Obama closed the speech by asking Congress not to vote on a resolution authorizing the use of force against Assad’s regime. Senate Majority Leader Harry Reid postponed a vote indefinitely to the relief of his fellow Senate Democrats. But the crisis was not defused. The Syrian civil war raged, atrocities mounted, ISIS exploded over the border with Iraq, and Obama eventually ordered strikes inside Syrian territory just over a year later. A year after that, he put boots on the ground inside Syria. Obama insisted that this military intervention in a sovereign and adversarial nation was covered by previous congressional authorizations that target stateless terrorists, but that didn’t prevent coalition forces from conducting offensive operations against Assad’s forces. Accidents happen, you see.

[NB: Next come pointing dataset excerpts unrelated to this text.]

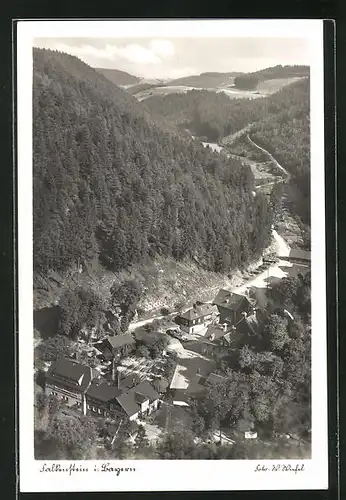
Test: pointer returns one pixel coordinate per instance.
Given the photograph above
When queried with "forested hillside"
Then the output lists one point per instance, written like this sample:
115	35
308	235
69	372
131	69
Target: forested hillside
280	123
118	77
109	184
205	80
215	116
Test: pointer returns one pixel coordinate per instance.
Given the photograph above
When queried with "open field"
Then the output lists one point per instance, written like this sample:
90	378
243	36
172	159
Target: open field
268	87
264	88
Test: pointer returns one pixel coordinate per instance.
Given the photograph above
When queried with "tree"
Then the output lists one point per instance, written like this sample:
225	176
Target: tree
74	437
141	439
176	445
54	347
142	352
81	309
127	296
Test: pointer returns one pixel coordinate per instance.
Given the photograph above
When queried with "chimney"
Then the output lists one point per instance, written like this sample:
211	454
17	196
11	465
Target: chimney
115	374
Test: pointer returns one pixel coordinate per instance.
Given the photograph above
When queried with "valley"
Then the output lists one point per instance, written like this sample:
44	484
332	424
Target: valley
171	304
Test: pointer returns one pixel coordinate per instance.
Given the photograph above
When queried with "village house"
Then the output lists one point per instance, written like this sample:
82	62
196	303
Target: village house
69	380
108	399
232	306
298	256
115	346
196	319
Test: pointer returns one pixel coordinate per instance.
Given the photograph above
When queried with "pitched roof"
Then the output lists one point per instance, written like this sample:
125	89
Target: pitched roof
214	378
69	373
249	325
120	340
129	400
160	384
199	311
129	381
232	301
103	392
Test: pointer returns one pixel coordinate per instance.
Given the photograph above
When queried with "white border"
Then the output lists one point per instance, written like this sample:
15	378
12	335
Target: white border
171	475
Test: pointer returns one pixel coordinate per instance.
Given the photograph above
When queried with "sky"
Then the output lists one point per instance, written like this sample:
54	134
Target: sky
176	57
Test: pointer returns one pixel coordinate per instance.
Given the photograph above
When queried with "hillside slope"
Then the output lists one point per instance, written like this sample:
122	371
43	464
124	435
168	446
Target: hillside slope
118	77
205	80
110	185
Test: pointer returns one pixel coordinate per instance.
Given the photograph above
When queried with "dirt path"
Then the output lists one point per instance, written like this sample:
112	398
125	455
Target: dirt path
276	163
281	249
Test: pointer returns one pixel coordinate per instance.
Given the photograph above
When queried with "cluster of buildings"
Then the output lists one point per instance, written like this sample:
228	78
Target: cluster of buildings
211	330
80	386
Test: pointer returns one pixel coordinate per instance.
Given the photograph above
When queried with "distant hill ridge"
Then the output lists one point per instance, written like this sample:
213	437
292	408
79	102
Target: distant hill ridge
114	189
119	77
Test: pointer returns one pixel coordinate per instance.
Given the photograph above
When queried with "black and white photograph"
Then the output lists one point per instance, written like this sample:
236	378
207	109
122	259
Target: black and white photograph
172	233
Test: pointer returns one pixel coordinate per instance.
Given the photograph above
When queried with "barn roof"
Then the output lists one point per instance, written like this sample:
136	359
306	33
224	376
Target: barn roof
120	340
69	373
199	311
232	301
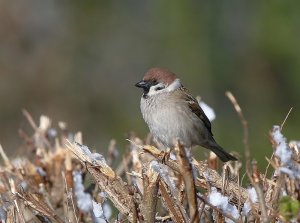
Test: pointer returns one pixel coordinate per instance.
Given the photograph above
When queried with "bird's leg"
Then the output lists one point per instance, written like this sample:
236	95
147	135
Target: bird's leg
166	155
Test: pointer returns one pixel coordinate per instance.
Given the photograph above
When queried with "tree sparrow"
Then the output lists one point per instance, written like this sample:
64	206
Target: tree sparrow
171	113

Landler’s claim that Obama sought an AUMF against Syria to justify strikes on Iran is betrayed by the administration’s response to Iranian nuclearization in 2009, which was typified by diplomacy, not ultimatums. The same month that Obama backed off his plan to strike Iran’s allies in Syria, he reached out to Iranian President Hassan Rouhani—the first bilateral contact between U.S. and Iranian leaders since 1979. That November, Kerry joined his Iranian counterpart in Geneva to settle on the terms of a precursor agreement to what would become the 2015 nuclear accords.
Unlike Assad, the Iranians “did not cross the red line” according to Landler, which he defines as Sec. Mike Pompeo’s warning to Tehran that it would face retaliation only if American service personnel were harmed. But no one needs to articulate the fact that multiple operations sabotaging commercial shipping in international waters and the direct, claimed attack on an American military asset constitute acts of war. The notion that “Iran’s actions were rooted in” Trump’s decision to partially withdraw from the 2015 nuclear accords suggests that Iran should have put an end to attacks on Americans and their allies when the U.S. was a party to that accord, but they did not.
Landler concedes only that “defenders of Mr. Trump” claim that Obama never truly wanted congressional approval for strikes on Iran but only an excuse not to act. But a judicious review of the administration’s confused messaging and lethargic legislative strategy in the run-up to a strike leave cautious observers with no other conclusion.
Landler’s attempt to rebrand Obama’s legacy on Syria as the product of strategic thinking and gamesmanship derailed only by events beyond his control is unpersuasive. Indeed, these excuses contradict Obama himself, who told The Atlantic’s Jeff Goldberg that he was “very proud” of this mortifying sequence of events. By linking the canceled strike on Syria to Trump’s halted response to Iranian aggression, Landler inadvertently demonstrates how hard it is to defend Obama’s legacy.